The watchdog, which published the findings as part of its review into home care services, said staffing shortages meant calls were being “crammed in”, especially at peak times of the day. Care providers were also scheduling back-to-back visits for staff but failing to factor in travel time, it added.
The staffing problems were exacerbated by the low fees councils paid providers for care, as this had a knock-on effect on the pay and conditions on offer to staff. Several providers had pulled out of contracts as a result of the fees squeeze, the inspectorate warned.
Other findings included:
- Care workers employed by councils were on more favourable terms than those in other services.
- Commissioners were struggling to get providers to agree deliver care to people with more complex needs or who lived in more remote, rural communities.
- An “overzealous application” of procurement rules had resulted in a tendency to drive down prices in the short-term and punitive contract terms.
The report recommended that the Welsh Government undertake a review of the cap on charges to make funding available to pay for care at reasonable rates.

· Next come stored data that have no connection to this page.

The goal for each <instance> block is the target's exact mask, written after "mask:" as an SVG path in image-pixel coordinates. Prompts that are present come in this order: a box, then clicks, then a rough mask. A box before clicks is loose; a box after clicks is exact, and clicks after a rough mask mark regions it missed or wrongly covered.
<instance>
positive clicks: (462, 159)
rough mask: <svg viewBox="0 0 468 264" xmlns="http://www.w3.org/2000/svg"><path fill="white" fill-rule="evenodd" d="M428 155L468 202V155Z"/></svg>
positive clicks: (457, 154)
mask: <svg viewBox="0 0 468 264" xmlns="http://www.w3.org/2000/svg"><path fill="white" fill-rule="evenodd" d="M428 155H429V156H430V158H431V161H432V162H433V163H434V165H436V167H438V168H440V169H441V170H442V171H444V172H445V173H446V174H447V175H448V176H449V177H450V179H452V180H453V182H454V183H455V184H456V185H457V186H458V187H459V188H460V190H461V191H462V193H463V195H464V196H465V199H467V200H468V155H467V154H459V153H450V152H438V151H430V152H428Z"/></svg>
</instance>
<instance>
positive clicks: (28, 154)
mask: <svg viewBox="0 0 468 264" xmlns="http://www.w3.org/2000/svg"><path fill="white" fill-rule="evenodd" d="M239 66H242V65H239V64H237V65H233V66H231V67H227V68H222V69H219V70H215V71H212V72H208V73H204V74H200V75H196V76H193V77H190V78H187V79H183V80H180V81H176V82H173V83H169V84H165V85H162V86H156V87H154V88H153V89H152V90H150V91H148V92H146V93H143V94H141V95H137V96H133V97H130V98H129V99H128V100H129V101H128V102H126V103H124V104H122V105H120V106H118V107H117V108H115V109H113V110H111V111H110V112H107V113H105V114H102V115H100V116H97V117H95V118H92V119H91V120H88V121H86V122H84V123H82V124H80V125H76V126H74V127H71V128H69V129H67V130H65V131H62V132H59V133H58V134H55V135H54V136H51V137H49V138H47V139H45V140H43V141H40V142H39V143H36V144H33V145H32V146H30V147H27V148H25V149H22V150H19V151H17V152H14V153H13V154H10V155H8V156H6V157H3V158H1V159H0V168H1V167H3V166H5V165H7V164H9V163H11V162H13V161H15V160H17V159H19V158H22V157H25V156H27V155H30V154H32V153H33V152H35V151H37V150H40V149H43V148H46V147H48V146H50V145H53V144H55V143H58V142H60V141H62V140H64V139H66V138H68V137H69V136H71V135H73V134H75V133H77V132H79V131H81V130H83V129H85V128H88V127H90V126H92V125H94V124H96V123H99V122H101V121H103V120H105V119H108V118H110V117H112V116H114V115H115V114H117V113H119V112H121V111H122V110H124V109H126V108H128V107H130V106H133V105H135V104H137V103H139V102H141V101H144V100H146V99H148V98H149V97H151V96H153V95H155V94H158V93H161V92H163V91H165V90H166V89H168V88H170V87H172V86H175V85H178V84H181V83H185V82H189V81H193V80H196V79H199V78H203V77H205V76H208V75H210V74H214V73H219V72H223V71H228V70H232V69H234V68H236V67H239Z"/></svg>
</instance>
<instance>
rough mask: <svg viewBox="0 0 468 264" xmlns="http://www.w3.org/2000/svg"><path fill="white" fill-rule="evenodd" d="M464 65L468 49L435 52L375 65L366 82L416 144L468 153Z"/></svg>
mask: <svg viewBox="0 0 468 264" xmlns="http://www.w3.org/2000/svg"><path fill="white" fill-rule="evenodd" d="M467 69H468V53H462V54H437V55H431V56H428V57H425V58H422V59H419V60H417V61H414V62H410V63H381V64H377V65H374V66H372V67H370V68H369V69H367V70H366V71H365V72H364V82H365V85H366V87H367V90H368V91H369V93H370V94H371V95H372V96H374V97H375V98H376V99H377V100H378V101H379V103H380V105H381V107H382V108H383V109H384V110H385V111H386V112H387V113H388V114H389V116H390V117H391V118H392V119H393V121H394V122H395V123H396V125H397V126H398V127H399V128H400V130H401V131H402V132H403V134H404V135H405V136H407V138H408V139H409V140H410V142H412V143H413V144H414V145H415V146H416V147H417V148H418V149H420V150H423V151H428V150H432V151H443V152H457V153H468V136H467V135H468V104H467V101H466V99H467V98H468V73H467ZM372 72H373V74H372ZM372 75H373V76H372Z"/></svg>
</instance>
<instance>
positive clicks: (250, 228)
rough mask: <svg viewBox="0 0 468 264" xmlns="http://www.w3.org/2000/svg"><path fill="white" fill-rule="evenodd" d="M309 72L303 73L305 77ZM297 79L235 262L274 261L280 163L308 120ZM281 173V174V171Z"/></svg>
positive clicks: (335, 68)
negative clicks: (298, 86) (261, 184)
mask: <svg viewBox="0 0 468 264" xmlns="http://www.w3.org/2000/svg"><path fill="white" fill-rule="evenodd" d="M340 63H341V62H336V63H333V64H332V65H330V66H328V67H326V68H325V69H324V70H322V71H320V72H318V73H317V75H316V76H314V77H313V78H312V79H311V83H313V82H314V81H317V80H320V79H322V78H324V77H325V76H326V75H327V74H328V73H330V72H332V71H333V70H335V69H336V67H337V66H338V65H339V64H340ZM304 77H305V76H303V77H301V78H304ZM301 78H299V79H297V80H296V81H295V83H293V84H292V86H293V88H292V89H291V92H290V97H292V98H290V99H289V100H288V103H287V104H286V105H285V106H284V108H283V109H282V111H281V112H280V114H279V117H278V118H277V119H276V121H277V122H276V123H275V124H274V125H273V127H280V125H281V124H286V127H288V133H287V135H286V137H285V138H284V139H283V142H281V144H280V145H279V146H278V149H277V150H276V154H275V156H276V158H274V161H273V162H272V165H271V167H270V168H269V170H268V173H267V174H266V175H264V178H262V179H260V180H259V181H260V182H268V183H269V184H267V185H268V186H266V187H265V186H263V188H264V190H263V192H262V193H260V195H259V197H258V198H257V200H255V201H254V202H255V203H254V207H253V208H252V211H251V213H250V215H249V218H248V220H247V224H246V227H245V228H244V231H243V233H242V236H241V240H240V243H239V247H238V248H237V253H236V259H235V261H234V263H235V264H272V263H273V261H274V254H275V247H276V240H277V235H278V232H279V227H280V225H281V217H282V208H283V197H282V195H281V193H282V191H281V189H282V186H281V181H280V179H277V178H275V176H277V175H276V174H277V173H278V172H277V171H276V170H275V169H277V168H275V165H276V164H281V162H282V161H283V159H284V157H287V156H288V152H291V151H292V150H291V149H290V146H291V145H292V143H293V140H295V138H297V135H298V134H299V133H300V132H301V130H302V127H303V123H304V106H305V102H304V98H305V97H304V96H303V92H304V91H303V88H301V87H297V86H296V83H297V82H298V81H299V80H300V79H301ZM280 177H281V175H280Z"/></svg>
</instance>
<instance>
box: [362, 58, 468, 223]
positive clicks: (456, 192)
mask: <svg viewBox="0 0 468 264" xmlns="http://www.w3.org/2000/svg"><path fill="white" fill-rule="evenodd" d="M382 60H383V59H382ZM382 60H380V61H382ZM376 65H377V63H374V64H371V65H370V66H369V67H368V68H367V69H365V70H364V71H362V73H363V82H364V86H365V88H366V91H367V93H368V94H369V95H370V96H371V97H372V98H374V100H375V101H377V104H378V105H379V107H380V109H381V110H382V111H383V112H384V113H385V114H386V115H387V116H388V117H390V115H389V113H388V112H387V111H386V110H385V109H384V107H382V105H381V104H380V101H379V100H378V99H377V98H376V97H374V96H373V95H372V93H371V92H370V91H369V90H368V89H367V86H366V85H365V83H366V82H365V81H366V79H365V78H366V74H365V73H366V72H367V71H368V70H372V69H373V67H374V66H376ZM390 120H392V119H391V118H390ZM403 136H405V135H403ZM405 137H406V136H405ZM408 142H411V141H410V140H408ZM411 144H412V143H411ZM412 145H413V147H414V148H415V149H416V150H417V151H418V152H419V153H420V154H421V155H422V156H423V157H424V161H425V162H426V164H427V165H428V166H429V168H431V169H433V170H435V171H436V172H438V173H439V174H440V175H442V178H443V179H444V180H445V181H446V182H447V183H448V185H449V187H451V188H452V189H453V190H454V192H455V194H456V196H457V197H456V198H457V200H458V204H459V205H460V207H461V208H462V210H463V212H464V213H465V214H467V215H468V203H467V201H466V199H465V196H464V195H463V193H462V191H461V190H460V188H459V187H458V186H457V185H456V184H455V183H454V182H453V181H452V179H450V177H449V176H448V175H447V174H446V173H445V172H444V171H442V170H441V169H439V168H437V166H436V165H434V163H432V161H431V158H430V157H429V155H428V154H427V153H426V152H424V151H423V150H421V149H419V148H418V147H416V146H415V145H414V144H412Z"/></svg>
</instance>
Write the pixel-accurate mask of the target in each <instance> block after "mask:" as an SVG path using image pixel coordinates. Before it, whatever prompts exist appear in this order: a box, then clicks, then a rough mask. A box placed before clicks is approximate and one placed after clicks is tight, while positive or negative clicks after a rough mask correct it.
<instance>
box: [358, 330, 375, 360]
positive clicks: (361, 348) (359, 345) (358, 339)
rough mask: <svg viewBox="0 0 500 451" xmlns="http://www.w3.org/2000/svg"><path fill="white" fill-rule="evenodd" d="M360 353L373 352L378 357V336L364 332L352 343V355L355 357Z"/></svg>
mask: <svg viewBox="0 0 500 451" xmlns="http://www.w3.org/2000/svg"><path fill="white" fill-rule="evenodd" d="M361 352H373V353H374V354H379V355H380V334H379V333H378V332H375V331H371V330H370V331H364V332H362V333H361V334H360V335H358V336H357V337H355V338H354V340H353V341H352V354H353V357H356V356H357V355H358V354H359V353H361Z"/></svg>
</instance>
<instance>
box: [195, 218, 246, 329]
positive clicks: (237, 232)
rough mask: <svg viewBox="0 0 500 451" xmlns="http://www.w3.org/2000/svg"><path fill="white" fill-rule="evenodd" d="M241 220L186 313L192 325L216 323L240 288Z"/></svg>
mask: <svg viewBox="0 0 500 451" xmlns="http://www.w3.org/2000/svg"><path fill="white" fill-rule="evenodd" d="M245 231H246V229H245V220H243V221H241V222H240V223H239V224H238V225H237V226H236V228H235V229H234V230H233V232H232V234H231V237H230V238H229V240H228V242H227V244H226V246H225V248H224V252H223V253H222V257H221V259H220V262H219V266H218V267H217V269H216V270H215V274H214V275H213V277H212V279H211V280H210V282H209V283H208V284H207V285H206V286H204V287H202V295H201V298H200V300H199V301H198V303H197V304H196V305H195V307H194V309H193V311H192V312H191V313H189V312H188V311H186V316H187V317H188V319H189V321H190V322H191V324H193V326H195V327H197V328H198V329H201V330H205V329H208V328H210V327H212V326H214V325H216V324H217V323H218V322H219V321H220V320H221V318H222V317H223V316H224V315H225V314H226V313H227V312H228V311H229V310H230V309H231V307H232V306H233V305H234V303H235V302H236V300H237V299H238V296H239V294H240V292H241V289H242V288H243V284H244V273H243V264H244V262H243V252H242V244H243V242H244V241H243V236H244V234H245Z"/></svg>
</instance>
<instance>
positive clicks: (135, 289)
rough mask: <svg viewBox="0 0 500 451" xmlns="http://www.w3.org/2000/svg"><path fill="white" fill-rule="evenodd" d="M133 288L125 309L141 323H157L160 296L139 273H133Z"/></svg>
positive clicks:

Ministers should also support the development of a standardised approach to contract monitoring, which includes ethical commissioning principles for the workforce, it said.
Providers should ensure adequate travel time is included in care schedules and that when visits are delayed they must ensure there is good communication with service users, especially those who are likely to feel anxious, the report recommended.
“There is a real danger that if we don’t invest time and resources in bringing order to the system now, costs across the health and social care system will rise significantly in the future,” the inspectorate said.
“More money needs to be made available in the system so that in years to come there is a resilient, competent workforce.”